Investing.com | Sep 17, 2019 14:17
Investing.com -- Crude oil prices traded sideways Tuesday as the market waited for Saudi Arabia to provide details about the extent of damage to key infrastructure which was hit by missile attacks at the weekend.
Saudi Arabia’s new energy minister, Prince Abdulaziz bin Salman, is set to hold a press conference at 1:15 PM ET (1715 GMT), against a backdrop of reports suggesting that the kingdom will take longer than it first thought to replace the capacity that was knocked out at the crude processing complex at Abqaiq.
Abqaiq’s main function is to remove sulfur and vapor from the oil produced at the country’s biggest fields to prepare it for shipping by tanker. The complex processes 7 million barrels a day of crude, according to S&P Global Platts.

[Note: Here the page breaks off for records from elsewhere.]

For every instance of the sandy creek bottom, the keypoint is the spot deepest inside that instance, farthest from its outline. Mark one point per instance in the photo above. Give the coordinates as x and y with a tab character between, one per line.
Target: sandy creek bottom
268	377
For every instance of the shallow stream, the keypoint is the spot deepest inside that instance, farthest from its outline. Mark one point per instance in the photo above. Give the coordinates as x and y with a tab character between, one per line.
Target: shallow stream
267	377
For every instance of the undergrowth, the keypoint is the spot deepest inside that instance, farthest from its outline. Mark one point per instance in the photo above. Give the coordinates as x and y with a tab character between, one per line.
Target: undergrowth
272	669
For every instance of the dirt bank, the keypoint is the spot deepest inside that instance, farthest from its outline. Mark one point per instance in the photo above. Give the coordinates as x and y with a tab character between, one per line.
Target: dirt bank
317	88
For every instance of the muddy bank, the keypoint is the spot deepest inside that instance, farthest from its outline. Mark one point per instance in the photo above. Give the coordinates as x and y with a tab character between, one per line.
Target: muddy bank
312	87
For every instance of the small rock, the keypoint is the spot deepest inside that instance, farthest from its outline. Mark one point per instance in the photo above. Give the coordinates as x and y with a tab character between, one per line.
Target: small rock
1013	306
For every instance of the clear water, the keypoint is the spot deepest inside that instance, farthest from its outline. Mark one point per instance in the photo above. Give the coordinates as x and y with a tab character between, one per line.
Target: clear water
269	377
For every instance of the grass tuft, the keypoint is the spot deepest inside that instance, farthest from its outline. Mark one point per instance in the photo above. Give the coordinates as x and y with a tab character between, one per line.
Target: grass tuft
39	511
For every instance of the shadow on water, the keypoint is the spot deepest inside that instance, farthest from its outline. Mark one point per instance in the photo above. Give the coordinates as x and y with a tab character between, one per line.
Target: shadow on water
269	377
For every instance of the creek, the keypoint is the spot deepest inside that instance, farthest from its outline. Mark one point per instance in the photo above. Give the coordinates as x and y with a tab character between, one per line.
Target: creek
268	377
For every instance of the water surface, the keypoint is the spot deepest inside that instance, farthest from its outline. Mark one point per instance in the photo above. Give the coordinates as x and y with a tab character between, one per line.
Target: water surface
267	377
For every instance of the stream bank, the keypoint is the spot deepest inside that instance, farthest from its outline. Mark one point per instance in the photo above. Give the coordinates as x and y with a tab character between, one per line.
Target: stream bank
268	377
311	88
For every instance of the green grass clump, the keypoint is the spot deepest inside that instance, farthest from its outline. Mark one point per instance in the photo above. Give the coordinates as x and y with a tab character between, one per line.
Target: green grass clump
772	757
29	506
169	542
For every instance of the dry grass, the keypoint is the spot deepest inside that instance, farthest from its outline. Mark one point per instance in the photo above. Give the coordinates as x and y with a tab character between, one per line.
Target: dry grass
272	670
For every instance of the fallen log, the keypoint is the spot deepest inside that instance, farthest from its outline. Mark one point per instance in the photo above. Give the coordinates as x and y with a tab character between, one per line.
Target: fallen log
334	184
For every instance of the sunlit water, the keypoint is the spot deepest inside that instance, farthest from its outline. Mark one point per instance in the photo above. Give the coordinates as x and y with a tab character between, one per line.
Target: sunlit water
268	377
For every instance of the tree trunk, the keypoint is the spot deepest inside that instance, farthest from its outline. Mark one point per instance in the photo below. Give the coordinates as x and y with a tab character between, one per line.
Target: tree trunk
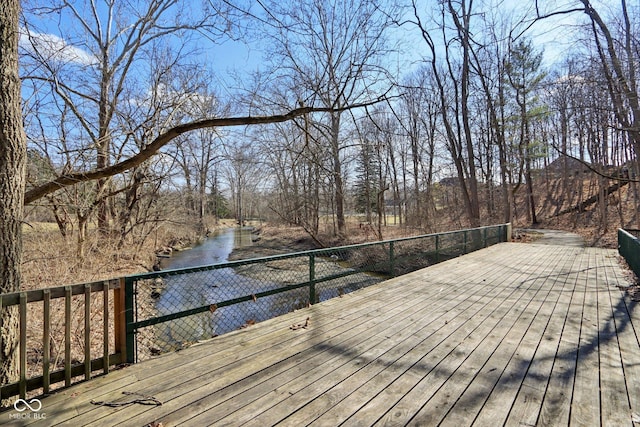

The attacks affected an estimated 5.77 million barrels a day of output, directly and indirectly. While the kingdom has said it can activate some of its spare capacity at offshore fields, and is ready to mobilize its strategic reserves, that hasn’t been enough to allay fears of a serious shortfall on the global market if there is a prolonged outage.
Crude futures had their biggest one-day gain ever in percentage terms on Monday but stabilized overnight as it became clear that there would be no direct retaliation against Iran, which the U.S. has blamed for the attack. Saudi Arabia has so far not endorsed U.S. analysis, even though the kingdom did say on Monday that the weapons involved were Iranian. Houthi rebels in Yemen repeated their claim of responsibility for the attacks on Tuesday.
While the lack of escalation is capping the geopolitical risk premium currently embedded in prices, the attacks have raised profound questions about the vulnerability of Saudi Arabia’s energy system, which could in turn lead to structurally higher risk premiums in future.
The drama in the Gulf is likely to overshadow the regular update on the U.S. market later Tuesday when the American Petroleum Institute releases its weekly data. Analysts expect U.S. crude inventories to have fallen by 2.9 million barrels last week. Official government data will be released on Wednesday.